Analysis of yeast chromatin structure and function

酵母染色质结构和功能分析

• 批准号: 7033550
• 负责人: Craig L Peterson
• 金额: $ 31.61万
• 依托单位: UNIV OF MASSACHUSETTS MED SCH WORCESTER
• 依托单位国家: 美国
• 财政年份: 1997
• 资助国家: 美国
• 起止时间: 1997-01-01 至 2010-02-28
• 项目状态: 已结题
• 来源: https://reporter.nih.gov/project-details/7033550
• 关键词: analytical ultracentrifugation; cell cycle; chromatin; fungal genetics; gene expression; gene mutation; genetic regulation; genetic transcription; histones; immunofluorescence technique; immunoprecipitation; intermolecular interaction; nucleosomes; protein folding; protein protein interaction; protein structure function; structural biology

DESCRIPTION (provided by applicant): Our overall objective is to determine how chromosome structure controls the repair of DMA double strand breaks (DSBs) by homologous recombination and how the repair machinery contends with this structure. Recombinational repair of a DSB requires members of the Rad52 group of proteins (Rad51p, Rad52p, Rad54p, RadSO, Mre11p, Xrs2p, Rad55p, Rad57p, Rad59p), and recent biochemical studies have shown that Rad54p has ATP-dependent chromatin remodeling activity. An intact recombinational repair system is essential for genome stability, and inactivation of mammalian Rad54 leads to shortened telomeres and development of cancers. Our general strategy is to use a powerful combination of biochemical and yeast molecular genetic approaches to dissect the dynamics of yeast chromatin structure during the repair of DSBs. The first objective is to investigate changes in chromatin structure that occur following DSB formation and during DMA strand invasion in yeast. These studies will exploit Chromosome Conformation Capture (3C) analysis to test whether phosphorylation of histone H2AX alters chromatin structure surrounding a DSB. In addition, HO endonuclease will be used to create a single DNA double strand break in a set of yeast strains that harbor a novel, homologous donor sequence embedded between positioned nucleosomes. In the second aim biochemical studies are described to dissect the mechanism by which Rad54p facilitates invasion of a Rad51 p nucleoprotein filament into a nucleosomal donor. The third objective describes in vivo and in vitro studies that focus on the roles of the InoSO and Swr1 chromatin remodeling complexes in controlling the dynamics of histone H2AX phosphorylation during checkpoint adaptation and DSB repair. The fourth aim will investigate the role of a novel casein kinase 2-dependent phosphorylation of histone H4 Serine 1 in DSB repair.

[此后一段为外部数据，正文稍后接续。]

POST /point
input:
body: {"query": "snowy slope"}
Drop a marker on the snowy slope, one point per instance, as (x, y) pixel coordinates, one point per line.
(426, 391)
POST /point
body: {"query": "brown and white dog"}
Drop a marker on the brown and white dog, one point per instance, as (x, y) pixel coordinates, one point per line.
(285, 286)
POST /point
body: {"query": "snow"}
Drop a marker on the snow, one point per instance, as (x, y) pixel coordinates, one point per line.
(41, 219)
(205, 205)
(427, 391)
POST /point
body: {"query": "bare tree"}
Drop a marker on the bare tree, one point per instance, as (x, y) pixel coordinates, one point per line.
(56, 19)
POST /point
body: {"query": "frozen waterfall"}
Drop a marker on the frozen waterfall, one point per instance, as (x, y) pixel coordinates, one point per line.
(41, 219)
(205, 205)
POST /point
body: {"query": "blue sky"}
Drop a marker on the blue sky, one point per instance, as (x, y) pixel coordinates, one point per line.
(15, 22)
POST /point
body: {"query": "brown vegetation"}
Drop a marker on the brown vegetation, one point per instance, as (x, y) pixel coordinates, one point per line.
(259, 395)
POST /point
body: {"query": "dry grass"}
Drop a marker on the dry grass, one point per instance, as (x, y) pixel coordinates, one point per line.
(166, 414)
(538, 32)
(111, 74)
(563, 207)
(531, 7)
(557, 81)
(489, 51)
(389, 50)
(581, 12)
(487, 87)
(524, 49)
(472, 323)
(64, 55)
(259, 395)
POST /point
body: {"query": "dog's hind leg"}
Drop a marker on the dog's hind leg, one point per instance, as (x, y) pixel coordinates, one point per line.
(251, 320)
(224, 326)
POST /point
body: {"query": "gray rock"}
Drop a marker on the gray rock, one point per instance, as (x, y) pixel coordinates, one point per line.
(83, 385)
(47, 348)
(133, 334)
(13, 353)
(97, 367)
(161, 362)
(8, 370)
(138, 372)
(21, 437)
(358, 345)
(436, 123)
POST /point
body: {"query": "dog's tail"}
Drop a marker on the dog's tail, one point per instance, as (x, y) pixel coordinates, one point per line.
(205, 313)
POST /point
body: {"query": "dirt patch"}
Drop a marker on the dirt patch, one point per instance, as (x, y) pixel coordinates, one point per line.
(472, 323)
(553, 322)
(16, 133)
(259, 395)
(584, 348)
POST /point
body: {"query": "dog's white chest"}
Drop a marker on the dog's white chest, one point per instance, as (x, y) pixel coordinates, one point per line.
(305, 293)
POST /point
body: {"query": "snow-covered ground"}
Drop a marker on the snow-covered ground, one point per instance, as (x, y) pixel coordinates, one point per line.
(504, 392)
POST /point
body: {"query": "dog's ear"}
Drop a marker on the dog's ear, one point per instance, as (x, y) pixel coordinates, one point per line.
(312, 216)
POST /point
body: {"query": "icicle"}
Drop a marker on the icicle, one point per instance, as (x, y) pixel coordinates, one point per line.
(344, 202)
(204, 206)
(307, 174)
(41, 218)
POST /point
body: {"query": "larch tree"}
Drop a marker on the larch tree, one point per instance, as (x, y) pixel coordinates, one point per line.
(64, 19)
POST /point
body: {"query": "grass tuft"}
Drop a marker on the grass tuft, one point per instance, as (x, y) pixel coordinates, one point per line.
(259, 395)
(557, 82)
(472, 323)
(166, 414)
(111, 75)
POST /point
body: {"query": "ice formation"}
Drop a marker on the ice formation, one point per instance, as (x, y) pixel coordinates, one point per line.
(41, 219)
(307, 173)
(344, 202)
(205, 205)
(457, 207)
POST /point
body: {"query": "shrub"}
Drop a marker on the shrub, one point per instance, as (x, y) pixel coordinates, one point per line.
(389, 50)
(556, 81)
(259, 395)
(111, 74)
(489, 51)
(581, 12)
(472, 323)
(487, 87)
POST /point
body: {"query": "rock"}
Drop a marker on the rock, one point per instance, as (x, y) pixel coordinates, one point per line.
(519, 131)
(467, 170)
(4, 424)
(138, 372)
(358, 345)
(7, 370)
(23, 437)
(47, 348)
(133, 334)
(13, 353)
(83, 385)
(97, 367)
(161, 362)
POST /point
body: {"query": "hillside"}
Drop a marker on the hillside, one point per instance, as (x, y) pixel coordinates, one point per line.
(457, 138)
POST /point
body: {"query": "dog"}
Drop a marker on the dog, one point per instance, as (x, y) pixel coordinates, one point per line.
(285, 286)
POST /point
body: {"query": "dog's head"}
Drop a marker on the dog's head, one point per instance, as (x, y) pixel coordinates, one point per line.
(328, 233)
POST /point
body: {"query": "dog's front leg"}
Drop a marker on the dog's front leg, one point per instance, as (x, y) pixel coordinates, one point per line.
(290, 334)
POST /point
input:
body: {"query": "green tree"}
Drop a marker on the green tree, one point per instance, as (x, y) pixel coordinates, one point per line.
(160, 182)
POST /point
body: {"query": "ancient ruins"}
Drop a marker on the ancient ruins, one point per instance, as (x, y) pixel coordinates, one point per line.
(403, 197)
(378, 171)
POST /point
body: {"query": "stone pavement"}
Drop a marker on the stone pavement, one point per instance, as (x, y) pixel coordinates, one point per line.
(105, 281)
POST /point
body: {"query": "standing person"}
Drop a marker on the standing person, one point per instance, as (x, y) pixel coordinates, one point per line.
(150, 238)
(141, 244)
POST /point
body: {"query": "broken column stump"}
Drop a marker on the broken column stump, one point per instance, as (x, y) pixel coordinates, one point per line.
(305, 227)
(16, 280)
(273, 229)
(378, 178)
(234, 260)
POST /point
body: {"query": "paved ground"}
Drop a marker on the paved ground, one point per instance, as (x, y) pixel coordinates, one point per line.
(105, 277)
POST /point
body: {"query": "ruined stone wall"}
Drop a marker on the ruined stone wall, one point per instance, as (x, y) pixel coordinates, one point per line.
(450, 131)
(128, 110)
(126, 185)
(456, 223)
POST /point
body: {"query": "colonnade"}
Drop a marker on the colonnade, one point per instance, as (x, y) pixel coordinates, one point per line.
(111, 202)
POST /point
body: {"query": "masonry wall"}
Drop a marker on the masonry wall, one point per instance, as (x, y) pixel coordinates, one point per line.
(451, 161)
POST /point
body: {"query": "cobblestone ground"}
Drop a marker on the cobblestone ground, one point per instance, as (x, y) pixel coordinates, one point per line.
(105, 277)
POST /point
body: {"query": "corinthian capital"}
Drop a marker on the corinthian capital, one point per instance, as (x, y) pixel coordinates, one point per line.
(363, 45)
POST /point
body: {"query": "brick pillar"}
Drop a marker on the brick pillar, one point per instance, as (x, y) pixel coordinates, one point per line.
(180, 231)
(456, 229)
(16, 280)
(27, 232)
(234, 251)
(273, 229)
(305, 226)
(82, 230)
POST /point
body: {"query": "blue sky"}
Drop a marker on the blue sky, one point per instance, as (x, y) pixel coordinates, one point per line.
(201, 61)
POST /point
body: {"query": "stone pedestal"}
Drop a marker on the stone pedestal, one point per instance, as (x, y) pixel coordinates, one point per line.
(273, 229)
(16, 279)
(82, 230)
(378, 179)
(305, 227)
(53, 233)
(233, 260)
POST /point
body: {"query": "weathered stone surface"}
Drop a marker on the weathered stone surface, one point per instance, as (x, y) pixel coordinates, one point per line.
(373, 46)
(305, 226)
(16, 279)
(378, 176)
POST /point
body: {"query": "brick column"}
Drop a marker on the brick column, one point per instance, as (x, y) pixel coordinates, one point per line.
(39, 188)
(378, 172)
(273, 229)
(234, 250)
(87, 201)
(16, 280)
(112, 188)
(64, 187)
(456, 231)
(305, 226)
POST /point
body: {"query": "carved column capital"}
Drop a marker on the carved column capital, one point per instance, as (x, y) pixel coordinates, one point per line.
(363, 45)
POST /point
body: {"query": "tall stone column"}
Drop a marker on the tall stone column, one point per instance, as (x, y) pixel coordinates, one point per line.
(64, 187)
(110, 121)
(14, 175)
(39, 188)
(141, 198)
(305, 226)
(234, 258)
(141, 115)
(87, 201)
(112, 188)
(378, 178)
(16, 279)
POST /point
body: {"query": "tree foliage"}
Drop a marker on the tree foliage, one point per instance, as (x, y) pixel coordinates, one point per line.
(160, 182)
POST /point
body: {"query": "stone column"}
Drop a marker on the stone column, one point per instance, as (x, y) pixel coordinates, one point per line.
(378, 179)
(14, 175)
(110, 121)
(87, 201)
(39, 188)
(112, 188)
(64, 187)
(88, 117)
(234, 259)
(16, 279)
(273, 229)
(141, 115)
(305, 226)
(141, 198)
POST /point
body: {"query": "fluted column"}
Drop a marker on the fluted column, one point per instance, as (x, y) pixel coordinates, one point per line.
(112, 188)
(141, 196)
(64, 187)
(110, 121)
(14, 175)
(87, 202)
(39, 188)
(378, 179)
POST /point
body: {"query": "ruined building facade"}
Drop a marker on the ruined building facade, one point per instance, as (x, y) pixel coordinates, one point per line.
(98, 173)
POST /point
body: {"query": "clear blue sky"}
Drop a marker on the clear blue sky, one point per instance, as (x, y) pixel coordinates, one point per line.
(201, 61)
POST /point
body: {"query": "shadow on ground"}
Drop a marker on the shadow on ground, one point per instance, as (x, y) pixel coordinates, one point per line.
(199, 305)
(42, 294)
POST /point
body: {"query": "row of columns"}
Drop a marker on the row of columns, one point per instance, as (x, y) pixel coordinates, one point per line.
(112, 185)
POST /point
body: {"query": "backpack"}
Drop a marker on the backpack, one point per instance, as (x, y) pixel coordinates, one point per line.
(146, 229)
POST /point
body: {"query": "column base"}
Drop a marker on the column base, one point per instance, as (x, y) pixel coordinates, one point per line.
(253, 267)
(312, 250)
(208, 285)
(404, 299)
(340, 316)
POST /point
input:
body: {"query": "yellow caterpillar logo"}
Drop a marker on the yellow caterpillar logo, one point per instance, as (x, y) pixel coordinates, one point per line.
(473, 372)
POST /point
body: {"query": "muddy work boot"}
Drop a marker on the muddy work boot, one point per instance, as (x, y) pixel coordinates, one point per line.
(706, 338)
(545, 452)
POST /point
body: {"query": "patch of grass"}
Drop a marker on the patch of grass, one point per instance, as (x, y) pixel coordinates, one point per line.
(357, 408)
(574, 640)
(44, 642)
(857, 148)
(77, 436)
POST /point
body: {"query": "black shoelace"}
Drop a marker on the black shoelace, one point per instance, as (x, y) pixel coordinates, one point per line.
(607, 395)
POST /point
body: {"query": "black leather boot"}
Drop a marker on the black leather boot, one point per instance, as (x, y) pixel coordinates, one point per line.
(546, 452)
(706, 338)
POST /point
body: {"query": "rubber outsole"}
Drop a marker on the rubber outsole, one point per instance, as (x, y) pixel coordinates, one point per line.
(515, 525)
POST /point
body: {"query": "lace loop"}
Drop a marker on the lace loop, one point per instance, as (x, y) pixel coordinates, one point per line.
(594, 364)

描述(申请人提供)：我们的总体目标是确定染色体结构如何通过同源重组控制DNA双链断裂(DSB)的修复，以及修复机制如何与这种结构竞争。DSB的重组修复需要Rad52家族的成员(Rad51p、Rad52p、Rad54p、RadSO、Mre11p、Xrs2p、Rad55p、Rad57p、Rad59p)，最近的生化研究表明Rad54p具有依赖于ATP的染色质重塑活性。完整的重组修复系统对基因组的稳定至关重要，哺乳动物RAD54的失活会导致端粒缩短和癌症的发生。我们的总体策略是使用生化和酵母分子遗传学方法的强大组合来剖析DSB修复过程中酵母染色质结构的动态变化。第一个目标是研究酵母中DSB形成和DMA链入侵过程中染色质结构的变化。这些研究将利用染色体构象捕获(3C)分析来测试组蛋白H2AX的磷酸化是否改变了DSB周围的染色质结构。此外，HO内切酶将被用来在一组酵母菌株中产生单个DNA双链断裂，这些酵母菌株在定位的核小体之间嵌入了新的、同源的供体序列。在第二个目标中，描述了生化研究，以剖析Rad54p促进RAD51p核蛋白细丝侵入核小体供体的机制。第三个目标描述了体内和体外的研究，重点是InoSO和Swr1染色质重塑复合体在检查点适应和DSB修复过程中控制组蛋白H2AX磷酸化动态中的作用。第四个目的是研究组蛋白H4丝氨酸1依赖于酪蛋白激酶2的新的磷酸化在DSB修复中的作用。